The European Commission has launched an in-depth probe into Google’s takeover of Fitbit, it said in a statement on August 4. The Commission said it was concerned that the proposed transaction will further entrench Google’s market position in the online advertising markets by increasing the already vast amount of data that it uses for personalisation of the ads it serves and displays.
Google had announced the acquisition of wearables company FitBit for $2.1 billion in November 2019, to help invest further in Wear OS and introduce Made by Google wearables into the market. The transaction was notified to the Commission on 15 June 2020. The watchdog said its investigation should be completed by 9 December.
The Commission’s major concerns
Google had informed the Commission on July 13, that it will create a data silo to separately store data collected from wearables. It also committed that Google will not use that data for advertising. However, the Commission said that the data silo commitment proposed by Google is insufficient to clearly dismiss doubts about the effects of the transaction. It added that the data silo remedy did not cover all the data that Google would access as a result of the transaction and would be valuable for advertising purposes.
The Commission is also of the opinion that by acquiring Fitbit, Google would acquire the database maintained by Fitbit about its users’ health and fitness, and also the technology to develop a database similar to Fitbit’s.
In addition, the Commission will examine:
- The effects of the combination of Fitbit’s and Google’s databases and capabilities in the digital healthcare sector, which is still at a nascent stage in Europe
- Whether Google would have the ability and incentive to degrade the interoperability of rivals’ wearables with Google’s Android operating system for smartphones once it owns Fitbit.
What Google said: “This deal is about devices, not data,” said Rick Osterloh, senior VP for devices and services at Google. “We’ve been clear from the beginning that we will not use Fitbit health and wellness data for Google ads. We recently offered to make a legally binding commitment to the European Commission regarding our use of Fitbit data. As we do with all our products, we will give Fitbit users the choice to review, move or delete their data. And we’ll continue to support wide connectivity and interoperability across our and other companies’ products,” he added.

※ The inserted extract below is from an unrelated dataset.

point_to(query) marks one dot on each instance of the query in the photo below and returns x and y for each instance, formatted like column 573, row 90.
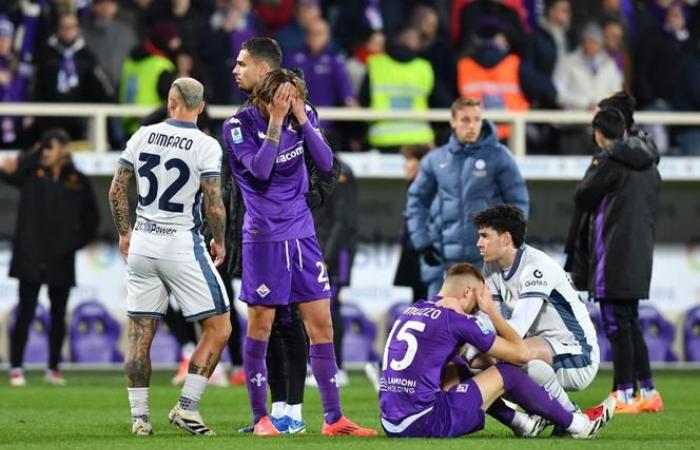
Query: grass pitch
column 92, row 412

In Europe: Before this, the European Data Protection Commission had raised privacy concerns around the acquisition, saying that “the combination and accumulation of sensitive personal data regarding people in Europe by a major tech company could entail a high level of risk to privacy and data protection”.
Privacy and antitrust concerns around the acquisition were raised in the US: A coalition of privacy, consumer and social justice groups had, in November 2019, asked the United States government to block the acquisition, citing antitrust and privacy concerns. Fitbit would help Google to increase its dominance over internet searches, and give it another way to gather health information, the coalition had said.